Current change movements tend to pit one side against another, heightening hyperbole with exaggerated claims to put one’s cause forward. The world does not need more of this. The willingness to stop taking sides is heroic.

Having found meditation with the Brahma Kumaris, my approach to changing the world has been transformed. I am no longer dependent on rumbling and agitating. Getting angry and outraged, opinionated, and polarized are no longer fuel for me. My focus has shifted to the human spirit with an understanding that a person’s state of consciousness and the behaviour it produces is at the root of the world’s problems.
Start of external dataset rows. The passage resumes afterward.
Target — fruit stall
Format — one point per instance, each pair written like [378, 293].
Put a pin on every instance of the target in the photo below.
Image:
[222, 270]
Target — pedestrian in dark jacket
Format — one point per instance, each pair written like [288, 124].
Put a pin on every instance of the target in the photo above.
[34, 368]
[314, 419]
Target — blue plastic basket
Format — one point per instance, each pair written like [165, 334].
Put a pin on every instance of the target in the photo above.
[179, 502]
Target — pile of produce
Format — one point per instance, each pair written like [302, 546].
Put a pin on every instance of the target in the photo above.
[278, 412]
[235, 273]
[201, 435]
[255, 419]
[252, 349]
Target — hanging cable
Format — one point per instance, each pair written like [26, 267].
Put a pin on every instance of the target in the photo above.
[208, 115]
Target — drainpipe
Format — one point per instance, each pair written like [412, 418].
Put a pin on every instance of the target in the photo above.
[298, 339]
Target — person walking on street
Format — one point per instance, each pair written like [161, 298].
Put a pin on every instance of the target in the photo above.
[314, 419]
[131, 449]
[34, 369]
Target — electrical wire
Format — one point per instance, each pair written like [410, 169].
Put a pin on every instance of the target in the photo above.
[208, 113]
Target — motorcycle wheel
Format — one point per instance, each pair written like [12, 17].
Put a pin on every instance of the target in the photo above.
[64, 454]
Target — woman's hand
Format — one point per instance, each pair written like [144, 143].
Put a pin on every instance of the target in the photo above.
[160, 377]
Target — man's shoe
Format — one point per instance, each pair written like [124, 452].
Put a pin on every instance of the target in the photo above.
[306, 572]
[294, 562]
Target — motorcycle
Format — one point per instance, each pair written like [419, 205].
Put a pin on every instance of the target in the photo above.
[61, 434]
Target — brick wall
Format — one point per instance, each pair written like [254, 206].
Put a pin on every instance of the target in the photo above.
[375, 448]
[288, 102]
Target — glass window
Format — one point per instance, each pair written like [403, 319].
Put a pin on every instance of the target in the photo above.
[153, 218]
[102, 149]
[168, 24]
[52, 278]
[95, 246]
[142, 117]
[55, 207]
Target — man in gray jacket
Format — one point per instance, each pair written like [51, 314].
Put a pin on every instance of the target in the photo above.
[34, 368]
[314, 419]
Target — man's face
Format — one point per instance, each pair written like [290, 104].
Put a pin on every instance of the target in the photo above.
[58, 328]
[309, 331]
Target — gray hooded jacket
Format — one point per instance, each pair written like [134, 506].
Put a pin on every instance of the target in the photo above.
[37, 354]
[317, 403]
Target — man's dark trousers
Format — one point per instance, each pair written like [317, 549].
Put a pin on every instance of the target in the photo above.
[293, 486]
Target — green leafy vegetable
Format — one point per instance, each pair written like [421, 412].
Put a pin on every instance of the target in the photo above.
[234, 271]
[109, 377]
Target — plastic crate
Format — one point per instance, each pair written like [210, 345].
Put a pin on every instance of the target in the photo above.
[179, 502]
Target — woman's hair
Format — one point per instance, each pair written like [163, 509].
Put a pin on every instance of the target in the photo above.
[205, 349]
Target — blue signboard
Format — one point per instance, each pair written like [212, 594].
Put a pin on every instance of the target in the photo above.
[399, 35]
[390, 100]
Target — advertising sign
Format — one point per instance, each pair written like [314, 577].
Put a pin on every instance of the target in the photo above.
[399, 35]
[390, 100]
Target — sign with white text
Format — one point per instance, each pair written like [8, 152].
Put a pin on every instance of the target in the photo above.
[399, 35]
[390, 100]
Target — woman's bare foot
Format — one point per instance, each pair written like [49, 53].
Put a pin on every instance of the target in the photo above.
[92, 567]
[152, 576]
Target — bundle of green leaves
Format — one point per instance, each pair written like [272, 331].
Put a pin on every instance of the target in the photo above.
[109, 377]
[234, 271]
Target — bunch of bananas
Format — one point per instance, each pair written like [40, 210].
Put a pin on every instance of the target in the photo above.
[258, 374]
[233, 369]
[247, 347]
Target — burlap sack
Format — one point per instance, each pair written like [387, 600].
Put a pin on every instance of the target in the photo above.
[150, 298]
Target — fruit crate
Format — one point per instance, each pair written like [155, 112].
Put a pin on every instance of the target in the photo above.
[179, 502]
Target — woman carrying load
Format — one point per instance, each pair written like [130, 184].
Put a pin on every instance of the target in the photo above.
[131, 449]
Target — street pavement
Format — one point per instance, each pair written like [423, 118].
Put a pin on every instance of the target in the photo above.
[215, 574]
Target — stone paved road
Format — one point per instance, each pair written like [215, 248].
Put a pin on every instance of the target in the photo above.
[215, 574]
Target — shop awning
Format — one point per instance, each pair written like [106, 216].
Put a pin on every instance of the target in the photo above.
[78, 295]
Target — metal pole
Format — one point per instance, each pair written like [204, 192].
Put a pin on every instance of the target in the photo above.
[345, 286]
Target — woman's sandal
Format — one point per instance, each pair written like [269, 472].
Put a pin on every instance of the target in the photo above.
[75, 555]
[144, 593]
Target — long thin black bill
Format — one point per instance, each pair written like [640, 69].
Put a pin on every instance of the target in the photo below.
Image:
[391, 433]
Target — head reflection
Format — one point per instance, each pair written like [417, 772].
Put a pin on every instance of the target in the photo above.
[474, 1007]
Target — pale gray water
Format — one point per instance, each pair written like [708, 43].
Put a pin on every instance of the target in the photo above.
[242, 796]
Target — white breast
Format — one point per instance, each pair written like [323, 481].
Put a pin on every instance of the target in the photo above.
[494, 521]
Now, I consider meditation a form of inner activism. It is the single-minded focus to activate the qualities inside of me that are needed for a better world. True activism begins when I understand that the change we wish to create in our world must first begin inside human consciousness.

The inner activist has a benevolent and powerful desire for an outcome that benefits everyone. This prevents falling into the rhetoric of the polarizing energies of right and wrong. I am aware that we are all tied in the bonds of lower conscious energies such as greed, fear, and anger. What binds me also binds you.

Bringing God’s peaceful loving energy to co-create a community of cooperation, harmony and mutual respect is what the world needs now. The world needs us to sit together and look at the big picture view of our situation so we can see how each one’s liberation is intricately intertwined with another’s. With meditation, spiritual study and a connection to the Divine, the inner activist makes the valiant effort to be the kind of person who can sit next to anyone on a bench, and genuinely feel from the heart, this is my brother, no matter what they have done.

In a world of increasing diversity of ideas and opinions, inner activism is a way to create unity at the deepest level, a unity of intention. The energy of this unity will uplift humankind.

Together, side by side, we can envision a beautiful world that works for everyone and do the personal work to activate the inner qualities that befit a better world.

Let us move from protest to providing good wishes. And from the compulsion to comment on every wrong to offering a measure of calm, and caring cooperation.

When I change, the world changes.

Judy Johnson coordinates the activities of the Brahma Kumaris in Atlantic Canada.